In 2016, the U.S. and Russian caving expeditions to the moon set off.  In reply to a written question as to why the British Government had made no move to send a task force, the Minister of Technology, the Rt. Hon. Julian Setterington, said that it have never been the British way to spend vast sums of taxpayers money on what could be accomplished more cheaply by a little careful thought and planning.  He announced to a hushed House that two years previously, his department had sent an instrumental satellite to the moon containing the B.E.C. Cave Locator.  He was now able to state that there were no caves on the moon.  Moreover, during the last five years, when every American and Russian caver had been occupied in preparing for this unnecessary expedition, it was pleased to announce that the B.E.C. has been active in these two countries discovering new caves and forcing amalgamations of local caving clubs. Already, it was rumoured that the entire N.N.S.S. had joined the B.E.C. and that the W.C.C. had taken over Hilton Hotels throughout the world.  He said that it was no secret that both the U.S. and Russian economies had been strained to the limit by the expense of the moon expeditions and by the money poured out of both counties to the B.E.C. and W.C.C.

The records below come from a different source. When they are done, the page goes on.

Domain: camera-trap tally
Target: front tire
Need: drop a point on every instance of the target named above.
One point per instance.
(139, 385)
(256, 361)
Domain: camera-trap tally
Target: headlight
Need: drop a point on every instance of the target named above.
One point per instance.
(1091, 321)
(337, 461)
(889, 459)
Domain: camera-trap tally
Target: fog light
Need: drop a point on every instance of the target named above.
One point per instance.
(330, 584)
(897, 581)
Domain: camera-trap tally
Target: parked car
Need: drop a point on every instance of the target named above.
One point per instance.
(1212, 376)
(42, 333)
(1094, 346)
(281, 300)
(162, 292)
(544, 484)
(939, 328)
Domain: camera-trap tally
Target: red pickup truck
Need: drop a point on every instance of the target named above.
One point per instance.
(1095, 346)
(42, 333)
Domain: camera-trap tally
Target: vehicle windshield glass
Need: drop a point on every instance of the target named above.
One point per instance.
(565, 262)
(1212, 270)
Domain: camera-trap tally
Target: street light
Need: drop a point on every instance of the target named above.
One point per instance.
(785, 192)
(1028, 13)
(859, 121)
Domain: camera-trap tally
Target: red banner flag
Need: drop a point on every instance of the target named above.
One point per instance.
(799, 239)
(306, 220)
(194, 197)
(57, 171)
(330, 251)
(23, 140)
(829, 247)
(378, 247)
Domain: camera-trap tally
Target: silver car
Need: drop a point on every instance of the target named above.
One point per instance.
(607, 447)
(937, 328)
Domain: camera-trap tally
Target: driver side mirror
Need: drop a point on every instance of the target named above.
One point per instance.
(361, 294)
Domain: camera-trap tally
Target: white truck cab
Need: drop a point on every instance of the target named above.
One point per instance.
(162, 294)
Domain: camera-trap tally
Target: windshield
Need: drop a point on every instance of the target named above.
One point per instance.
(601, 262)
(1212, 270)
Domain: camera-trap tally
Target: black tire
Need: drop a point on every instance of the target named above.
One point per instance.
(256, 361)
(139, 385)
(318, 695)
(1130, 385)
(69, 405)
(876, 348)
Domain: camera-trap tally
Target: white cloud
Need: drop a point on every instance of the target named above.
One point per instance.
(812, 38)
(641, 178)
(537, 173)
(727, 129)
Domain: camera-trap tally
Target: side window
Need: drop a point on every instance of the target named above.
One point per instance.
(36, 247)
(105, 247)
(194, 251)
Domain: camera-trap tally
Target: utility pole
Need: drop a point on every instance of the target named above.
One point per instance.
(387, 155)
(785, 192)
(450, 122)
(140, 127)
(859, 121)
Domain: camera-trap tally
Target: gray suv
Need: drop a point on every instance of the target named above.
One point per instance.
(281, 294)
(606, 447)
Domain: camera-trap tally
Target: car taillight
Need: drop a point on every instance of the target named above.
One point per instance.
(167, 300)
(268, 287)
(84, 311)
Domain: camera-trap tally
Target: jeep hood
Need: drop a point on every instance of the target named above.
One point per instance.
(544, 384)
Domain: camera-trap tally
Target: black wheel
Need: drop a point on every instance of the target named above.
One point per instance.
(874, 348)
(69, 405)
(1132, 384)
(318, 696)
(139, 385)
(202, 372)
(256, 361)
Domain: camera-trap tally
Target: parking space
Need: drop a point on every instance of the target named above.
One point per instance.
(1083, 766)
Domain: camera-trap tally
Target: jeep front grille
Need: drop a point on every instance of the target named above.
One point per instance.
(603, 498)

In 2019, the Congress of the U.S.A. tabled the Declaration of Dependence being “A humble petition to be re-admitted to the United Kingdom of Great Britain, Northern Ireland and Shepton Mallet.

At this point, one member of the B.B. Literacy, Historical and Scientific research Committee became so excited that he spilt best part of a pint of rough cider over the Sphereolite. As the acid ate into the surface of the crystal, the pictures from the future faded out – as the author of this nonsense has every intention of doing so at this stage.